Os EUA e o Irã realizaram nesta quarta-feira negociações na capital do Catar, Doha, na tentativa de chegar a um acordo sobre o tráfego marítimo no Estreito de Ormuz e consolidar um cessar-fogo duradouro, disseram uma fonte com conhecimento das conversas e uma autoridade iraniana.
O genro de Trump, Jared Kushner, e o enviado especial Steve Witkoff reuniram-se com o primeiro-ministro do Catar, um dos mediadores das negociações, ao lado do Paquistão, para preparar o terreno para as conversas, mas não participariam diretamente das discussões, afirmou a fonte.
Como os ataques impactam o mercado?
Centenas de navios de petróleo estavam bloqueados no Golfo Pérsico desde o início da guerra. Com a sua saída pelo Estreito de Ormuz nas últimas duas semanas, os preços do petróleo caíram para níveis próximos aos anteriores à guerra, devido ao consequente aumento da oferta. Porém, a resolução completa da crise energética global exigiria a manutenção do tráfego pelo estreito nos níveis pré-guerra.

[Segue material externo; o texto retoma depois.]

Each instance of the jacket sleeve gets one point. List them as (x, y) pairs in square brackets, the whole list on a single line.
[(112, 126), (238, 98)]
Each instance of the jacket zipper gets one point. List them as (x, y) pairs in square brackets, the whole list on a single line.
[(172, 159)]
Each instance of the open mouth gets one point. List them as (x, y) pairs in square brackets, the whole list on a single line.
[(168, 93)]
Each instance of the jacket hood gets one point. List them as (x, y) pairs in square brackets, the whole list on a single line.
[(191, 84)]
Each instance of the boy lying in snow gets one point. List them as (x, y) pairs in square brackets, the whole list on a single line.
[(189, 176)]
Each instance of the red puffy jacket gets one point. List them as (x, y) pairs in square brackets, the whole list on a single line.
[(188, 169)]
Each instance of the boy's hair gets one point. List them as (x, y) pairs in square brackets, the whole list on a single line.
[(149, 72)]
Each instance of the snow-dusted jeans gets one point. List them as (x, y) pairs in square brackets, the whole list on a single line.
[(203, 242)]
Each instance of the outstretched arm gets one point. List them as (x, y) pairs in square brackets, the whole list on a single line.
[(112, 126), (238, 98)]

O mercado mantém otimismo persistente em relação à negociação, após notícias sucessivas de que as conversas estão avançando, e com a reabertura do Estreito de Ormuz na última semana. A reabertura deu forte alívio aos preços de petróleo, que retomaram o patamar de US$ 72 o barril do tipo Brent.
Apesar disso, as expectativas de juros andam apresentando forte volatilidade, vista desde o início da guerra. Os bancos centrais de todo mundo foram obrigados a revisar as projeções para os juros, pela pressão inflacionária que a alta do preço do petróleo causou sobre os custos de energia e logística.
No mercado de ações, a guerra inverteu o fluxo até então para fora dos Estados Unidos, em busca de ativos em economias emergentes. Investidores voltaram a pesar o risco geopolítico e uma temporada de balanços positiva de empresas de tecnologia americana impulsionou uma retomada do assim chamado "expecionalismo americano", tese na qual as ações americanas representam as melhores oportunidades globais.
Nesse cenário, já visto em outros momentos da economia global, os EUA conciliam risco menor que demais economias com rendimentos elevados, e há uma concentração da liquidez ainda maior nos mercados de Nova York. Foi o que ocorreu nos últimos meses, com recordes nas bolsas americanas e perdas na bolsa local.Na balança, a guerra, mesmo que tenha contribuído para uma forte alta nas ações da Petrobras e demais petroleiras, pesou negativamente para as ações brasileiras.